Crisis in Health and Medicine

Our 2025 conference theme

The European Association for the History of Medicine and Health will hold its biennial meeting in 2025 in Berlin with Dora Vargha as her President! The conference theme will be announced soon.

 

Our 2025 keynote speakers

Call for papers 2023 conference

The European Association for the History of Medicine and Health (EAHMH) invites submissions for its biennial meeting, August 30 – 2 September 2023, which will take place in Oslo. The Association welcomes abstracts for individual papers, panels, roundtables and contributions to a mixed media session on the general theme Crisis in Medicine and Health.

At present, it seems that we are surrounded by an escalating series of crises, in which a new crisis begins before the last one is resolved. The global COVID-19 crisis unfolded in the midst of the climate change crisis, and has since been complicated by new military, economic, and political crises. The last decade has seen crises of war on all continents, followed by unprecedented refugee and displacement crises. Contrary to what is often assumed, crises are not rare, unexpected, or unknowable. Crises also arise on an individual level – a diagnosis of a life-threatening condition is a personal crisis, as well as a relational crisis. Neither are crises new to health and medicine. In the Hippocratic corpus, crises were seen as customary, but crucial, events in the disease process – determining the outcome in the form of recovery or death. Attending to crises has always involved value judgements. Indeed, the Greek root from which the word derives: κρίνειν (krinein) is a verb whose active form means “to choose, to decide a dispute, to discern, to judge.”

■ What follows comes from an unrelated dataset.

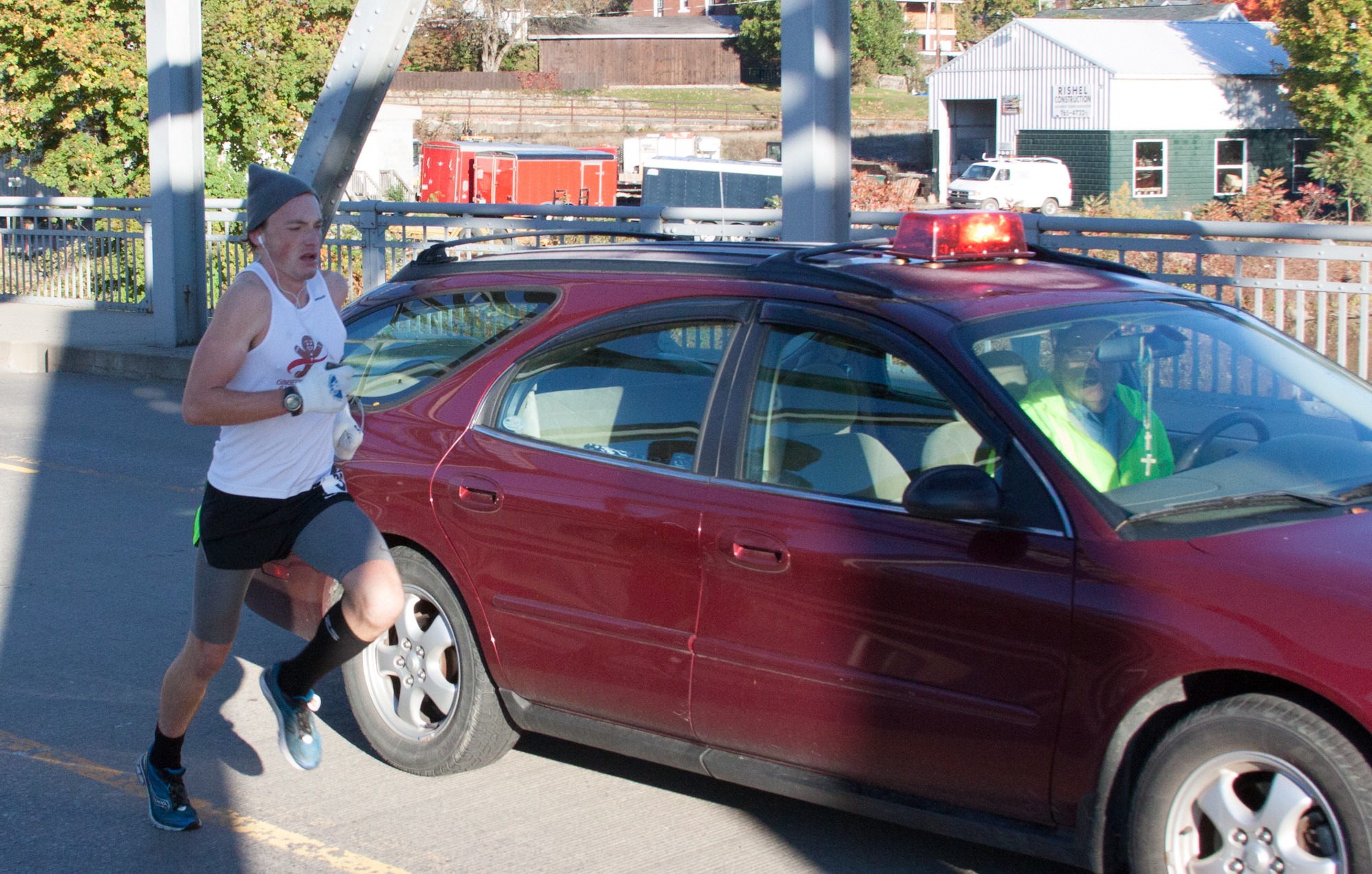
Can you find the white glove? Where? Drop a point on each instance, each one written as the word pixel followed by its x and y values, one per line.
pixel 324 390
pixel 348 436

Pandemic crises, crises of war, or crises within health systems have been ongoing throughout history. Yet, not all forms of suffering are equally visible as crises, and declarations of crises are likely to have vastly different effects on those minoritized, racialized, and economically marginalized compared to those positioned at the mainstream of any given health system. Declaring crisis is a tool of power and control, giving a specific temporal shape to a set of events. That does not mean that there is no such thing as urgency, disruption, or acceleration, but naming it a crisis, is as much a question of bringing a situation about as responding to it. Crises, whether in systems, in societies or in the individual suffering of patients, are moments of decisive change, which invites us to reassess the different pasts of suffering and healing that we study. An examination of past crises can also help us reconsider the presents that we are in and the futures we envision.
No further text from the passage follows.